По правде, я не люблю ни его, ни бабку. Это не яркое чувство, не отторжение, не ненависть. Просто дистанция, сдержанность и приличность. Которая всех устраивает. Я приезжаю к ним нечасто: раз в месяц, в два. Не потому что мне хочется, а потому что чувствую ответственность. Смешно, конечно, ведь я им ничего не должен, ничего от них не хочу. Но положено навещать родственников. Я и навещаю.
Всю свою жизнь он, с девяти до шести, чертил атомные бомбы, потом водородные бомбы, потом соленоиды, которые тоже почему-то взрывали. Вечера он проводил только с семьей, никаких друзей. До самой старости он не выходил из дома без зонтика, в который был впаян железный прут, чтобы отбиваться, если вдруг нападут.

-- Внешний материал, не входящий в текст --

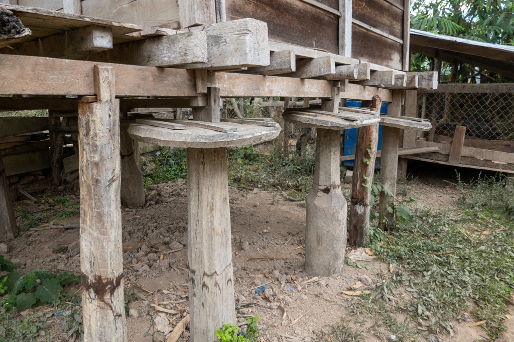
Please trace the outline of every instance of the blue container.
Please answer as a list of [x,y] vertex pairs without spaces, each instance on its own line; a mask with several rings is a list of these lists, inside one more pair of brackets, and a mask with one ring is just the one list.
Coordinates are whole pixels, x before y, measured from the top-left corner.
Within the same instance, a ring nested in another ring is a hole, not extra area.
[[[346,107],[356,107],[360,108],[362,103],[360,101],[346,101]],[[380,113],[387,114],[388,103],[382,104]],[[355,154],[357,147],[357,128],[344,130],[344,155],[352,155]],[[382,149],[382,126],[378,126],[378,142],[377,150]],[[345,160],[343,165],[346,166],[353,166],[354,160]],[[375,162],[375,168],[380,168],[380,158],[377,158]]]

Если бы он мог доползти до дверного глазка, когда я позвонил, я уверен, что он сделал бы это только для того, чтобы пристально осмотреть лестничную клетку.
После третьего инсульта он, конечно, заметно сдал. Вот и сейчас смотрит на меня и улыбается. Наверное, стоит натянуть улыбку и войти в свою роль полную уважения и внимательности:
— Здравствуйте!
— У меня умер… брат. Я не смог поехать, — он говорил с заметным трудом. Сложно сочувствовать смерти человека, которого ты никогда не видел и не знаешь даже по имени. Смесь страха и скорби исказили лицо деда. Проще будет сопереживать ему.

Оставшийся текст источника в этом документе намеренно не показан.